Embed APIv3

The Embed API allows users to embed content from documentation pages in other sites. It has been treated as an experimental feature without public documentation or real applications, but recently it started to be used widely (mainly because we created the hoverxref Sphinx extension).

The main goal of this document is to design a new version of the Embed API to be more user friendly, make it more stable over time, support embedding content from pages not hosted at Read the Docs, and remove some quirkiness that makes it hard to maintain and difficult to use.

Note

This work is part of the CZI grant that Read the Docs received.

Current implementation 

The current implementation of the API is partially documented in How to embed content from your documentation.
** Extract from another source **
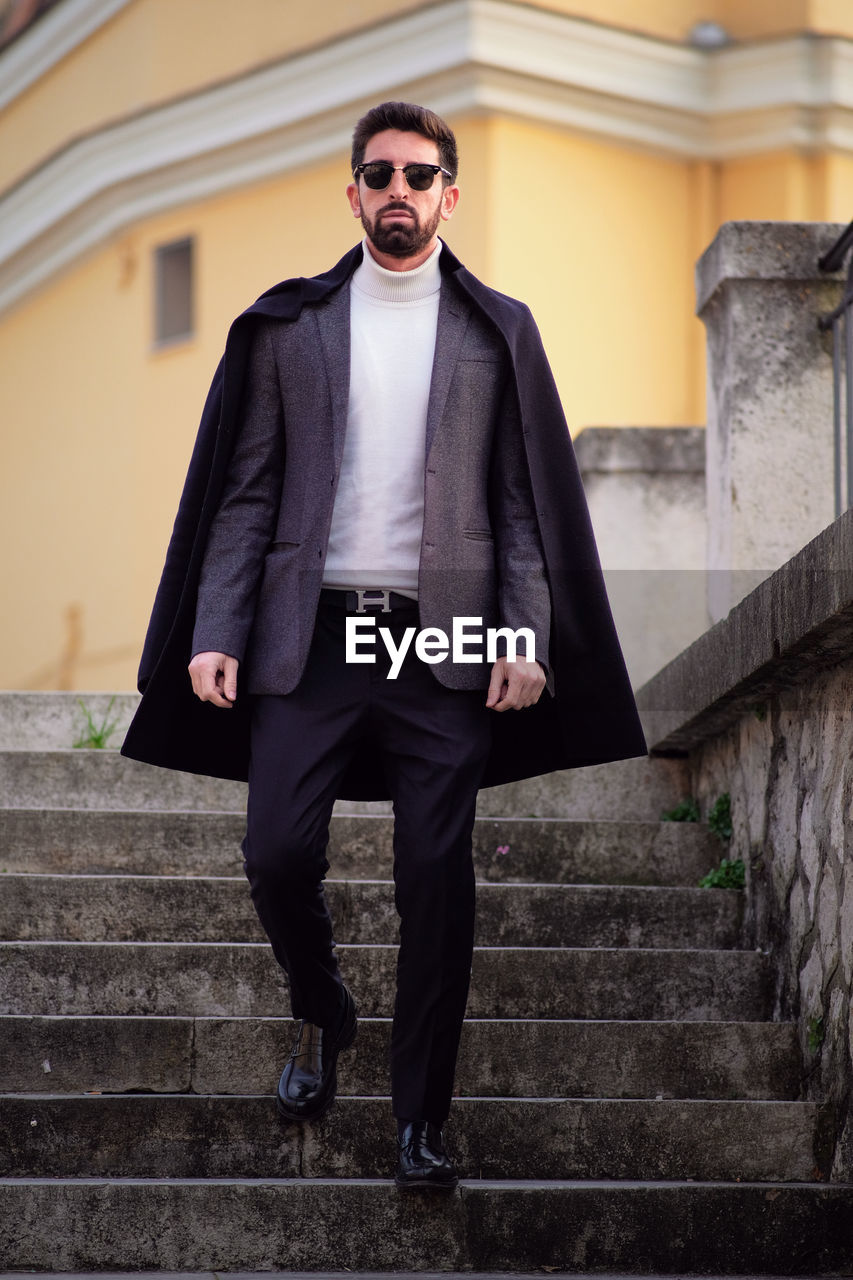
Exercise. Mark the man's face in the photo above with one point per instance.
(401, 223)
It has some known problems:

There are different ways of querying the API: ?url= (generic) and ?doc= (relies on Sphinx’s specific concept)
Doesn’t support MkDocs
Lookups are slow (~500 ms)
IDs returned aren’t well formed (like empty IDs "headers": [{"title": "#"}])
The content is always an array of one element
It tries different variations of the original ID
It doesn’t return valid HTML for definition lists (dd tags without a dt tag)

Goals 

We plan to add new features and define a contract that works the same for all HTML. This project has the following goals:

Support embedding content from pages hosted outside Read the Docs
Do not depend on Sphinx .fjson files
Query and parse the .html file directly (from our storage or from an external request)
Rewrite all links returned in the content to make them absolute
Require a valid HTML id selector
Accept only ?url= request GET argument to query the endpoint
Support ?nwords= and ?nparagraphs= to return chunked content
Handle special cases for particular doctools (e.g. Sphinx requires to return the .parent() element for dl)
Make explicit the client is asking to handle the special cases (e.g. send ?doctool=sphinx&version=4.0.1&writer=html4)
Delete HTML tags from the original document (for well-defined special cases)
Add HTTP cache headers to cache responses
Allow CORS from everywhere only for public projects

The contract 

Return the HTML tag (and its children) with the id selector requested and replace all the relative links from its content making them absolute.

Note

Any other case outside this contract will be considered special and will be implemented only under ?doctool=, ?version= and ?writer= arguments.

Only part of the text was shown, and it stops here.